Can we do the same in space? If I draw a cross section in spacetime orthogonal to the X axis, and tell you the state of any particles that ever pass through that cross section (including Y and Z coordinates), can we use that to predict the state of the particles at other points in spacetime?
The first problem is that there's no guarantee that foreign particles don't interact with the particles that pass through our cross-section so it's impossible to predict anything with certainty.
But let's say I guarantee that every single particle in the universe passes through our cross-section at least once, so we have some information on all particles. Can we then use this inductive process to iteratively calculate the state of all those particles across the rest of spacetime?
Unfortunately, the answer is still no: A particle could go far away from our cross-section, then return again, and then interact with a particle nanometres away from our cross-section, before shooting off into the distance for good. This will throw off our iterative calculations off, which have no idea of its existence till they reach much further out. We can't be certain of the state of the universe even arbitrarily close to our cross-section.
Indeed there could be multiple possible spacetimes which have identical cross-sections through them. We're reduced to finding spacetimes that are consistent with our knowledge, and what's worse, there's no algorithm which can find them[1].
Consider now a Euclidean universe where all the dimensions are spacelike[2]. There's no maximum speed of light, and particles are free to turn back on themselves - indeed a particle might even be a loop.
Given our previous section it's clearly impossible to accurately predict the behaviour of particles in a Euclidian space. Does that mean that memory and action are impossible since both require reconstructing the past or the future based on the state of the present?
Not necessarily, as we don't need perfect knowledge of the past or the future, just good enough. Perhaps we can still predict with sufficient accuracy for memory and action to work.
So can we have an arrow of time in a Euclidean universe?
Consider such a universe with a singularity. Every particle has one end at the singularity. From the singularity particles head out in every direction. Close to the singularity particles have extremely low entropy - particles are packed in very dense clusters, with much less dense areas between clusters, allowing for large energy gradients.
A bit further away from the singularity, entropy is still very low, and in our local space all particles are approximately parallel.
The particles interact in predictable ways, and by pure random chance we get self perpetuating patterns in the particle strings - patterns in particle strings which "cause" other particle strings further out to bend into the same patterns. This is possible because the energy gradient causes predictable behaviour which the patterns can exploit to modify the shape of other particles. Then evolution kicks in, and the rest, as they say, is history.
To a conscious being in such a universe their perception of time will be in the direction directly opposite to the singularity.
Could the same thing happen in our universe? Could the arrow of time point in a spacelike direction instead of a timelike one?
No. Entropy can't increase in a vacuum - it instead increases as particles become more disordered. The arrow of time always follows particles and their interactions.

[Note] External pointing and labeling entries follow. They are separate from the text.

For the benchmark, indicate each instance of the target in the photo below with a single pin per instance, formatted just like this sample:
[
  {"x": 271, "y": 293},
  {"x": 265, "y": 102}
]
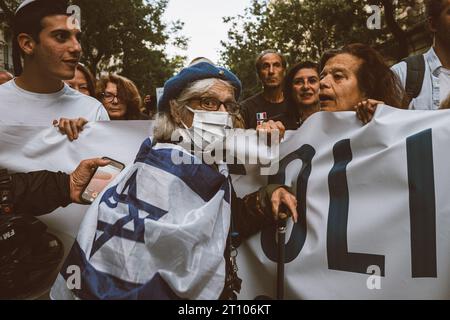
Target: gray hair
[{"x": 165, "y": 125}]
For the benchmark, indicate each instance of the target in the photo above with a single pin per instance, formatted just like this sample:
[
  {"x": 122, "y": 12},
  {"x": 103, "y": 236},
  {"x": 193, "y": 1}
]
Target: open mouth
[
  {"x": 306, "y": 95},
  {"x": 73, "y": 62},
  {"x": 325, "y": 98}
]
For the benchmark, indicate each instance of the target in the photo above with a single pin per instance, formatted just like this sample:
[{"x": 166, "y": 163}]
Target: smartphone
[{"x": 100, "y": 179}]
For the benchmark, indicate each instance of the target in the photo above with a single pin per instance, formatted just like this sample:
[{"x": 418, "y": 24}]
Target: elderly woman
[
  {"x": 355, "y": 78},
  {"x": 204, "y": 88},
  {"x": 184, "y": 218}
]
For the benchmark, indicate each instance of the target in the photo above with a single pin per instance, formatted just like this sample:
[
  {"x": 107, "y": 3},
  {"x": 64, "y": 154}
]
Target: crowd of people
[{"x": 51, "y": 87}]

Particles move slower than the speed of light, and so their trajectories are always timelike.
And so our conclusion is: It's not that the time dimension is special and allows the arrow of time to exist, it's rather that the time dimension prevents the arrow of time from existing in a spacelike dimension by blocking particles from moving faster than .
Which is perhaps a bit obvious, but I found the exercise of visualising all this helpful for better understanding the arrow of time.
To be precise: In a universe with infinite particles, given a snapshot orthogonal to a time axis I can calculate the state of any point in spacetime to arbitrary precision in a finite amount of time. Given a snapshot in space orthogonal to a space axis I cannot.
Greg Egan's story Orthogonal is set in such a Euclidean universe. His website contains a wealth of information about the physics of such a universe.